Hello, I am working with OpenAI assistants and they don’t seem to disclose how their RAG works. I was wondering if images are passed as context to the LLM or is it only text ? I am asking this question cuz I am doing Retrieval from a bank of PDFs that contain schemas, and passing these schemas as images to chatgpt-vision helps getting a better answer, so I thought to myself, would OpenAI assistants do that ?

Thanks in advance.

You can pass images via the Assistant API. The documentation describes this here: https://platform.openai.com/docs/assistants/deep-dive/creating-image-input-content

You should note though that you would have to pass the schemas as a separate image with the purpose vision.

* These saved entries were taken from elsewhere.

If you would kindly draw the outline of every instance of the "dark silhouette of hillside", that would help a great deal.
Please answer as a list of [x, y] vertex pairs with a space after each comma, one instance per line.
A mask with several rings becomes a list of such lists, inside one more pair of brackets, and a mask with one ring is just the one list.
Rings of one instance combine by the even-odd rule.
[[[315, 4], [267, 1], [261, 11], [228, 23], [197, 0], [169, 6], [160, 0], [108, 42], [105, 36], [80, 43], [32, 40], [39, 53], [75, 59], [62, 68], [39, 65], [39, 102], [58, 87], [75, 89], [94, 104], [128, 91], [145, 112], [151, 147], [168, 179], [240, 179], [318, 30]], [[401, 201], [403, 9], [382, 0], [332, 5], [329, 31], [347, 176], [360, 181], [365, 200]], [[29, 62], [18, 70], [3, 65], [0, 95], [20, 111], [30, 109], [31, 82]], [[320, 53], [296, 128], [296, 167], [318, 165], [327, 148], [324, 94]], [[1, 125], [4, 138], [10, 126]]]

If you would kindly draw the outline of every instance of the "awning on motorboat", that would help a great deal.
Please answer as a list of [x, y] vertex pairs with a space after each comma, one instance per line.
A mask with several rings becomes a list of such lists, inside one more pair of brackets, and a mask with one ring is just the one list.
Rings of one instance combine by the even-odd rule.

What is currently not possible is to upload a PDF file and then have the Assistant process both the text and the image at the same time.

1 Like

I think, I am not sure, but what it seems like is you are trying to input an image, then get the same image output through GPT 4o,. It will not do that now, because it renders every image. It never copies an image like a scan. You can scan an image in, but if you ask for that image back with different words or something, it does not use the same image. It had to render a new one, and it can’t seem to do the same exact thing twice. If I am way off, then just ignore me lol.

Not exactly what I am trying to do, I have a bank of images that I need to extract information from, when I try with chatGPT vision it works, but if I try by passing it through an OCR and then giving it to chatGPT as text, it doesn’t work. So I am wondering if Assistants, would retrieve images along with some text.